Make `re.Match` a well-rounded `Sequence` type

vberlier · May 7, 2025, 3:47am

It would be nice if the following worked as expected:

m = re.match(r"(a)(b)(c)", "abc")

assert isinstance(m, Sequence)
assert len(m) == 4
assert list(m) == ["abc", "a", "b", "c"]

abc, a, b, c = m
assert abc == "abc" and a == "a" and b == "b" and c == "c"

match re.match(r"(\d+)-(\d+)-(\d+)", "2025-05-07"):
    case [_, year, month, day]:
        assert year == "2025" and month == "05" and day == "07"

If you also work with Javascript this will feel very familiar:

let m = "abc".match(/(a)(b)(c)/)

console.log(m instanceof Array) // true
console.log(m.length) // 4
console.log(Array.from(m)) // [ 'abc', 'a', 'b', 'c' ]

let [abc, a, b, c] = m
console.log(abc) // abc
console.log(a) // a
console.log(b) // b
console.log(c) // c

Back in 2016, the re.Match object API was expanded to include __getitem__ as a shortcut for .group(...).

The goal was to improve usability and approachability by making re.Match objects fit a bit more seamlessly into python’s core data model. Accessing groups via subscripting is now intuitive, but because re.Match objects only have a __getitem__ and no __len__, they can’t be used as a proper Sequence type.

To me, this always felt a bit awkward. After digging up the original discussion, it seems like the reason why __len__ didn’t make it was that it was still undecided whether the returned value should take into account group 0 or not.

Almost a decade later, as a user, the way I see it is that the __getitem__ implementation we’re now used to suggests a regular Sequence type that also happens to transparently translate group names provided as subscript to their corresponding group index. In fact, this is actually how it works in the underlying C code.

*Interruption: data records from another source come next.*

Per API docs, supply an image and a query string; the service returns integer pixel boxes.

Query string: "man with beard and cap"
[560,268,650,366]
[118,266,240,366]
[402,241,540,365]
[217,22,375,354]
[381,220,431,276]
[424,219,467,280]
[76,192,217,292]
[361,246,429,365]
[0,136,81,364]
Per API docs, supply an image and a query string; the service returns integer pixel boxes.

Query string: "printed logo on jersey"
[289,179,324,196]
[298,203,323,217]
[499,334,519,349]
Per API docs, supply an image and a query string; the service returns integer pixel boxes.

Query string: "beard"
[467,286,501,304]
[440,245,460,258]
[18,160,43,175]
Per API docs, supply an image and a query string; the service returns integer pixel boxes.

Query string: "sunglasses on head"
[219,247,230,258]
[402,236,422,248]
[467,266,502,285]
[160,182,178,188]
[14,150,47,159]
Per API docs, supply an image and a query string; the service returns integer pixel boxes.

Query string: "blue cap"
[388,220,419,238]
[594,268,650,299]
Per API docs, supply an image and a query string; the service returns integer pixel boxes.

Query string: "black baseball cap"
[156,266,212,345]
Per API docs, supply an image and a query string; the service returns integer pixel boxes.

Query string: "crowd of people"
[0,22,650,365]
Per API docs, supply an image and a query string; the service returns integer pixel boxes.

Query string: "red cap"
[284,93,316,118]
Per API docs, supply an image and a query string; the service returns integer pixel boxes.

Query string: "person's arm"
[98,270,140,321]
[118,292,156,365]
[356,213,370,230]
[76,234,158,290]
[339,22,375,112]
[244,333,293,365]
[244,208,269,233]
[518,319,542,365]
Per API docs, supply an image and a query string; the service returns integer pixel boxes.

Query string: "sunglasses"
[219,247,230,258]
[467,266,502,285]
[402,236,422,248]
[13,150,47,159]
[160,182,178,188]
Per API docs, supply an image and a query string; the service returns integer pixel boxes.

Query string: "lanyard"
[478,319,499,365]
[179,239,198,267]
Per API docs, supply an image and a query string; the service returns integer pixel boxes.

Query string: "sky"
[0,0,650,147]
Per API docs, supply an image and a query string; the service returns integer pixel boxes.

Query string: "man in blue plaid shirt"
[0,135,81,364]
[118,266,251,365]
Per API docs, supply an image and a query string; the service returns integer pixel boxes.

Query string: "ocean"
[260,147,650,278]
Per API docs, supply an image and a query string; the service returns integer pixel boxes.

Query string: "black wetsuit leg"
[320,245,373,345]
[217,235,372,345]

With this in mind, we can simply define __len__ taking into account group 0, and we’ll finally be able to enjoy coherent re.Match objects that behave as proper Sequence types.

I have a working pull request, feel free to check it out:

gh-133546: Make `re.Match` a well-rounded `Sequence` type by vberlier · Pull Request #133549 · python/cpython · GitHub

How would named groups work here?

The re.Match object is a collection of associated matched groups, which all have an index. The fact that some of them can additionally be referenced by name doesn’t change anything to the number of matched groups associated to the match object.

Named groups are a non-exhaustive mapping. This is why I’m suggesting that __len__ should return the total number of matched groups. The Sequence protocol is guaranteed to offer a complete bijection. The fact that the __getitem__ implementation also works with group names is just a nice convenience on top.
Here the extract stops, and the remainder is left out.